Since "?" and "*" are not quantifiers as in regular expression ("?" == zero-or-one, "*" == zero-or-more), one has to use "{0,1}" and "{0,}" instead. The alternative notation for "." ("any character") is "[^]".
Find the reference documentation here.
The API of
de.unkrig.commons.text.pattern.Pattern2
is totally compatible with that of
java.util.pattern.Pattern
,
plus it adds a new compilation Flag Pattern2.WILDCARD
that modifies the expression syntax from regex to globs.
Includes-Excludes[edit]
Second, it adds includes-excludes. This involves two new meta characters, ",
" and "~
":
Construct | Matches |
---|---|
pattern1,pattern2 | Any string that matches pattern1 or pattern2 |
pattern1~pattern2 | Any string that matches pattern1, but not pattern2 |
~pattern1 | Any string that does not match pattern1 |
pattern1,pattern2~pattern3~pattern4,pattern5 | Any string that matches pattern1 or pattern2, but not pattern3 nor pattern4; plus any string that matches pattern5 |
This may sound complicated, but the very simple rule is: The patterns are applied right-to-left, and the first match determines the result.
This comes with de.unkrig.commons.text.pattern.Glob.compile() and the new INCLUDES_EXCLUDES compilation flag.
Replacements[edit]
Third, it adds replacements.
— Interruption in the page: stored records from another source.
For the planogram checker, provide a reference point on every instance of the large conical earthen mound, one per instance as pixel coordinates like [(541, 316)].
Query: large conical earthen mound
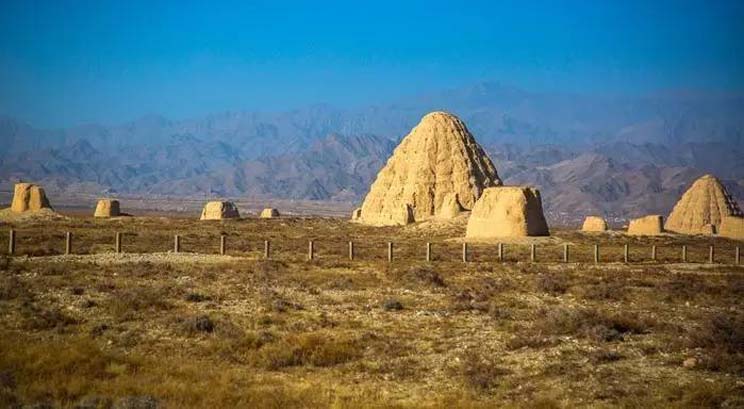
[(703, 205), (436, 170), (28, 197)]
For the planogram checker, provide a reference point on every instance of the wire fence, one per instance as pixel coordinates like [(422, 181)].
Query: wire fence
[(54, 243)]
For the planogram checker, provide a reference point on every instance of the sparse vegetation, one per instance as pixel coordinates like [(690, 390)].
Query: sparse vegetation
[(246, 332)]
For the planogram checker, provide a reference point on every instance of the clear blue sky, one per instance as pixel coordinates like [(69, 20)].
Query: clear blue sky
[(68, 62)]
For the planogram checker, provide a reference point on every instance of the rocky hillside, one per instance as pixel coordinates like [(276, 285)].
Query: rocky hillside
[(615, 156)]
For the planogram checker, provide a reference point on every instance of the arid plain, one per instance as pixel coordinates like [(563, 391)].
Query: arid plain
[(204, 330)]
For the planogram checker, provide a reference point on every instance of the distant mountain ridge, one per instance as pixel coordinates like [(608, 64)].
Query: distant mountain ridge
[(620, 155)]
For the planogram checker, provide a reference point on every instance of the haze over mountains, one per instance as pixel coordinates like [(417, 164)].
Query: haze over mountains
[(619, 156)]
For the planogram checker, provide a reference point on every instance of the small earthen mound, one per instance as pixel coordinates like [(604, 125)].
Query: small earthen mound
[(356, 214), (652, 225), (703, 205), (435, 166), (269, 213), (28, 197), (219, 210), (512, 211), (732, 227), (595, 224), (107, 208)]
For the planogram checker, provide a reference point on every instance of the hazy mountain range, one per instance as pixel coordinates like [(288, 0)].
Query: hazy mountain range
[(619, 156)]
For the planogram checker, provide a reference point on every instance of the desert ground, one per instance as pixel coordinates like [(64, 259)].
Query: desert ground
[(196, 329)]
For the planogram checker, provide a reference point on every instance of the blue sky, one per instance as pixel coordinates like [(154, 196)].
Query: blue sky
[(70, 62)]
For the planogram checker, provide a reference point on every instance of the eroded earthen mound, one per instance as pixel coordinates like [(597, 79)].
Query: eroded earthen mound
[(437, 170), (356, 214), (732, 227), (594, 224), (107, 208), (704, 204), (510, 211), (219, 210), (269, 213), (646, 226), (28, 197)]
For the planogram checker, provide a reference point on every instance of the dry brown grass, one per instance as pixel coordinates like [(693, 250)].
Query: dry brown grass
[(288, 332)]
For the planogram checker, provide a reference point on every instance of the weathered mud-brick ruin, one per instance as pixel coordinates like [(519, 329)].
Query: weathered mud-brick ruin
[(219, 210), (510, 211), (28, 197), (702, 208), (107, 208), (436, 171)]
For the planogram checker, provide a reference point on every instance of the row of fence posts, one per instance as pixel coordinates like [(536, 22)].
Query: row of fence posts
[(500, 253)]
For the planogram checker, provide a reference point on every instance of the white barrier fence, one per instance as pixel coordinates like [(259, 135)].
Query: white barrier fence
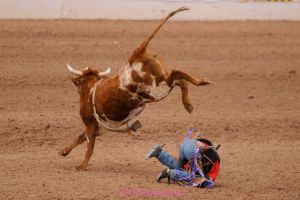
[(150, 9)]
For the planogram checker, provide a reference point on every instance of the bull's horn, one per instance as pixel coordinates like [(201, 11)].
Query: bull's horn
[(107, 72), (74, 71)]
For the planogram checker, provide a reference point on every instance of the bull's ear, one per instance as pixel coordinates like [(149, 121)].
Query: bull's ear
[(76, 81)]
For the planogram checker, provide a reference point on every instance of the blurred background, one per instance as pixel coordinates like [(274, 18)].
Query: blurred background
[(151, 9)]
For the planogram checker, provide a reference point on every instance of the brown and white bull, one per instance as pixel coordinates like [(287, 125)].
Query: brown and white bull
[(114, 102)]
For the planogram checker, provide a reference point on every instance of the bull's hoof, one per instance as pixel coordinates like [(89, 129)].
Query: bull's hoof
[(189, 108), (63, 153), (204, 82), (80, 168)]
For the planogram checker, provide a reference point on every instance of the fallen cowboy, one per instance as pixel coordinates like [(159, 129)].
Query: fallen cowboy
[(198, 163)]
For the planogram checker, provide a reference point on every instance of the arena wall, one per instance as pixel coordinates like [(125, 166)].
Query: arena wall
[(151, 9)]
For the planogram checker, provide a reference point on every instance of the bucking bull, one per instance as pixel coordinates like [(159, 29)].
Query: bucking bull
[(114, 102)]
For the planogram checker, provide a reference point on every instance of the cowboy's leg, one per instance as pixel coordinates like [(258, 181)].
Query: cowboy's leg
[(180, 174), (168, 160)]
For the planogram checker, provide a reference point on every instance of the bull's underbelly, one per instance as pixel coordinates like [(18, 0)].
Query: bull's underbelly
[(156, 92)]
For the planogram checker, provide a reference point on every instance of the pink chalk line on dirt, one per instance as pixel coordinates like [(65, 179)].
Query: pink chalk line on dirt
[(129, 192)]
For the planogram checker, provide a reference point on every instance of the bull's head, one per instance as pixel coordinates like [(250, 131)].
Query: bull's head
[(87, 77)]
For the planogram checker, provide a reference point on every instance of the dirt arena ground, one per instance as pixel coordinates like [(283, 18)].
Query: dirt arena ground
[(252, 110)]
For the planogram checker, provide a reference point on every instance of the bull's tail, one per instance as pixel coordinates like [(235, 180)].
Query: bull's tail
[(142, 48)]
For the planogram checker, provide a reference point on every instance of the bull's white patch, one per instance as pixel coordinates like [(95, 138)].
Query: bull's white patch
[(157, 92)]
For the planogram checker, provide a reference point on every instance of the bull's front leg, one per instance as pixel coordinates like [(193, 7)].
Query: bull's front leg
[(91, 132), (78, 140), (185, 95)]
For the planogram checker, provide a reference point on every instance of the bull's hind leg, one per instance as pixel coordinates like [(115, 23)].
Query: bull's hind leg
[(185, 94), (91, 130), (80, 139), (177, 74)]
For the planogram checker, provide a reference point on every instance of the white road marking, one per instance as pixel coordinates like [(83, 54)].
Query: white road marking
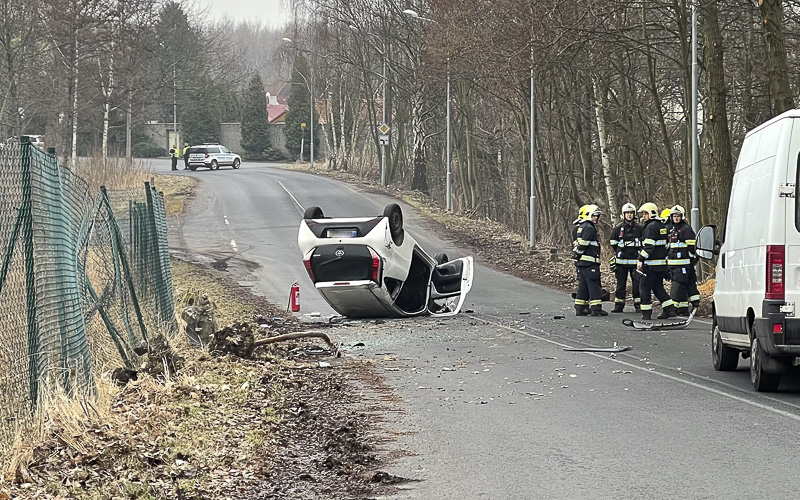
[(667, 376), (290, 195)]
This involves one new meta character, "=":
Construct | Matches | Replaces with |
---|---|---|
*.c=$0.bak | Any string ending with ".c" | The original string plus ".bak" ("$0" represents the "entire match") |
(*).(*)=$1.$2$2 | Any string containing a dot | The original string, with the file name extension doubled |
This comes with the Glob.replace() API.
Notice that "$" is a meta character only in the replacement.
Also notice that when combining replacements with includes-excludes (see above), replacements are specific for each include (while it does not make any sense to use replacements with excludes, though).
Conclusion[edit]
All these features can be combined mercilessly, e.g.:
*=$0$0~*.bak (*).docx{0,1}=$1.txt~*blabla*
Using it is simple:
import de.unkrig.commons.text.pattern.Glob; import de.unkrig.commons.text.pattern.Pattern2; Glob glob = Glob.compile("*.c=$0.C,*.h=$0.H", Pattern2.WILDCARD | Glob.INCLUDES_EXCLUDES | Glob.REPLACEMENT); glob.match("foo.c"); // returns true glob.replace("foo.h"); // returns "foo.H" glob.replace("foo.cpp"); // returns null
Remember: The Pattern2.WILDCARD modifies the regex compilation to understand wildcard characters. Glob.INCLUDES_EXCLUDES activates the recognition of "," and "~". Finally, Glob.REPLACEMENT activates the recognition of "=".